‘Whistling Memory’ exhibition opens at Yapı Kredi Museum
ISTANBUL
The exhibition “Whistling Memory,” prepared on the basis of the Yapı Kredi Museum’s Numismatic and Shadow Theater collections, has opened its doors to visitors at the Yapı Kredi Museum.
Offering a narrative that spans theater and performance history, Ottoman-era archaeological excavations and Mesopotamia, the exhibition was introduced with a press preview and a guided tour outlining its conceptual framework, attended by the artists.
Burcu Çimen, director of the Yapı Kredi Museum and curator of the exhibition, told Anadolu Agency that the show brings together works by Akram Zaatari, Hilal Can and Michael Rakowitz.
Çimen said the exhibition had been a long-considered project, adding that the museum wanted to expand its scope in the new period by including works related to contemporary art alongside archaeology, ethnography and other exhibitions.
She noted that the exhibition evolved into a project shaped not only by the museum’s collection but also by ideas of collection-making, archives and memory.

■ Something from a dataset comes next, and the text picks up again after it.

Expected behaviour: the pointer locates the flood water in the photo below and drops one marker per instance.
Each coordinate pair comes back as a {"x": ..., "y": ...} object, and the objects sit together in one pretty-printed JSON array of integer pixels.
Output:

“Hilal Can produced 12 new shadow play figures for the exhibition in dialogue with the museum’s shadow theater collection. Together with Karagöz and Hacivat figures, they create a new dialogue. We looked at how tradition can be brought together with contemporary art today. Michael Rakowitz’s works focus particularly on the removal of collections to the West and their destruction. Akram Zaatari is included with works connected to Osman Hamdi Bey’s 1887 excavations in Sidon,” she said.
Tülay Güngen, general manager of Yapı Kredi Culture, Arts and Publishing, said that the three artists produced new works by engaging with the Yapı Kredi Museum Collection and also contributed works from their portfolios. “We wanted the works in our collection to converse with works from other disciplines. They look at each other and speak to each other. This time, contemporary art meets our museum collection,” Güngen said.
Conceived as a living narrative space rather than a closed account of the past, “Whistling Memory” invites viewers to rethink memory not as a silent record but as a performative practice shaped by bodies, breath and sound.
The exhibition questions the relationship between historiography and storytelling. Rakowitz’s works make visible the destruction caused by the Iraq War and its impact on Mesopotamian cultural heritage, while Zaatari examines the Sidon excavation archives through photographs and new translations. Can interprets the language of light and shadow in Karagöz and Hacivat through mythology and the political position of the body.
The exhibition can be visited free of charge at the Yapı Kredi Museum until June 7.